Find a company that offers flexible plan designs to meet the needs of your employees and business. For example, a company that provides dental coverage as part of a QSEHRA (Qualified Small Employer Health Reimbursement Account) will allow you to provide dental coverage to employees even if they leave the company or are no longer employed by your organization.

Look for a dental insurance company with access to a large network of dentists and other providers in your area. This will make it easier for your employees to access the care they need. You also want to ensure the dental insurance company’s plan design considers the latest treatments and trends. For example, a company that only covers silver fillings when white ones are now standard wouldn’t be good for your employees or your bottom line.


Choosing a dental insurance plan backed by a great network will be an important consideration for many small business owners. Networks are groups of dentists that have signed contracts with an insurance company to provide care at discounted rates. This offers cost protections to plan members while allowing them access to many dental practitioners.

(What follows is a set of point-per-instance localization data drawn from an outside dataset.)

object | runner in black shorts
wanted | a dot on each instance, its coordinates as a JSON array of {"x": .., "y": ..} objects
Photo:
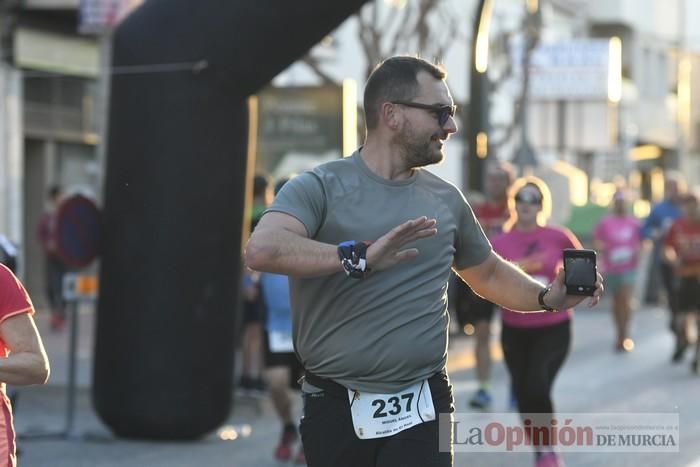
[
  {"x": 473, "y": 309},
  {"x": 369, "y": 242},
  {"x": 682, "y": 251}
]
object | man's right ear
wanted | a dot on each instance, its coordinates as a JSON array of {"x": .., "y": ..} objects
[{"x": 389, "y": 115}]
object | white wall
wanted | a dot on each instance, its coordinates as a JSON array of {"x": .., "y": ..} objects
[{"x": 11, "y": 153}]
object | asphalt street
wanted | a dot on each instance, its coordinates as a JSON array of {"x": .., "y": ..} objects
[{"x": 594, "y": 380}]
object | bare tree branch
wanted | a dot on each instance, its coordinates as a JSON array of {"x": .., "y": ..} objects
[{"x": 313, "y": 63}]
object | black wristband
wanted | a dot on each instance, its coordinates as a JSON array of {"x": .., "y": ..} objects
[
  {"x": 353, "y": 258},
  {"x": 540, "y": 298}
]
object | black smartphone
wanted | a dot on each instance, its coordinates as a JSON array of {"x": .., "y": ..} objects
[{"x": 580, "y": 272}]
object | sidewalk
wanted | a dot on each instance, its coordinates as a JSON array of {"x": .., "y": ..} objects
[
  {"x": 40, "y": 420},
  {"x": 252, "y": 430}
]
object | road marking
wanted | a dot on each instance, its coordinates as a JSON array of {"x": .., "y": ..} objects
[{"x": 466, "y": 359}]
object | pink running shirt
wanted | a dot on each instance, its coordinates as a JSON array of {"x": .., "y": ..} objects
[
  {"x": 539, "y": 253},
  {"x": 621, "y": 236}
]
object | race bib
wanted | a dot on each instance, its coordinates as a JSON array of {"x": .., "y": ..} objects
[
  {"x": 622, "y": 254},
  {"x": 382, "y": 415},
  {"x": 280, "y": 342},
  {"x": 543, "y": 279}
]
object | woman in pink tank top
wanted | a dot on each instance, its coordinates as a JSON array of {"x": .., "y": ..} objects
[{"x": 535, "y": 345}]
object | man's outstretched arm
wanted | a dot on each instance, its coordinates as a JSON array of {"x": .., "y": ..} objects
[
  {"x": 280, "y": 244},
  {"x": 503, "y": 283}
]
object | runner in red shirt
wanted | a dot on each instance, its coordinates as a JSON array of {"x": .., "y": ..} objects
[
  {"x": 683, "y": 252},
  {"x": 22, "y": 357}
]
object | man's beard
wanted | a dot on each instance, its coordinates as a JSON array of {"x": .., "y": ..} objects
[{"x": 417, "y": 152}]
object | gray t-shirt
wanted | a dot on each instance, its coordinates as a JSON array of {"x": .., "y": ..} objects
[{"x": 387, "y": 331}]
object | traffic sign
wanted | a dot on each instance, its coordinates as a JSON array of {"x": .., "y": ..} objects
[{"x": 77, "y": 231}]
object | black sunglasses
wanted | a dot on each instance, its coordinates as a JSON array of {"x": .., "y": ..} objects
[
  {"x": 442, "y": 112},
  {"x": 528, "y": 198}
]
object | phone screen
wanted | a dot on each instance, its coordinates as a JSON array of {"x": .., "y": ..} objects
[{"x": 580, "y": 270}]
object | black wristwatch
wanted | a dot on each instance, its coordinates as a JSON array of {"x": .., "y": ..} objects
[{"x": 540, "y": 298}]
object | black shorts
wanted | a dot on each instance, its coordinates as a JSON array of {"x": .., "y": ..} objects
[
  {"x": 55, "y": 270},
  {"x": 253, "y": 311},
  {"x": 284, "y": 359},
  {"x": 689, "y": 294},
  {"x": 329, "y": 437},
  {"x": 470, "y": 307}
]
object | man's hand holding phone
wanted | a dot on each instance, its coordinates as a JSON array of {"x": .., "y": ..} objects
[{"x": 578, "y": 279}]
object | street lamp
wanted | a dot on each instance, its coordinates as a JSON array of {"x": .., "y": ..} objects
[{"x": 478, "y": 127}]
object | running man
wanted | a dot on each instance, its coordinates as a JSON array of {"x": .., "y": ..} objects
[
  {"x": 368, "y": 243},
  {"x": 617, "y": 237}
]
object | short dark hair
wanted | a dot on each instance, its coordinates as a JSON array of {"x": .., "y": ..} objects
[
  {"x": 394, "y": 79},
  {"x": 54, "y": 191}
]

There are different types of networks, with some offering better discounts than others. For instance, Preferred Provider Organization (PPO) plans typically have a larger network than HMOs. HMOs tend to offer lower premiums but limit employees by requiring them to visit in-network providers to receive coverage.

If you are considering accepting an insurance plan with a smaller network, be sure to find out how much it will save your business regarding staff time and expense. This will help you determine if the additional write-off will be worth it in terms of new patient growth and overall practice health.


Dental insurance is meant to reduce the cost of expensive procedures. However, it only partially covers some methods. Most plans come with copays, deductibles and annual limits. Moreover, premiums for dental coverage may be a significant expense for small businesses.

The best way to determine if a dental plan is worth it for your employees is by studying the benefits and costs involved. Insurance providers offer various dental insurance options, including Preferred Provider Organization (PPO), Dental Health Maintenance Organization (DHMO) and indemnity plans.

PPOs typically have broader networks than other types of dental insurance and usually don’t require a referral from a primary care physician. Providing dental coverage to your employees is a smart way to show that you value their well-being. It also helps you attract and retain top talent. With today’s competitive workforce, offering affordable dental coverage can make or break your recruitment efforts.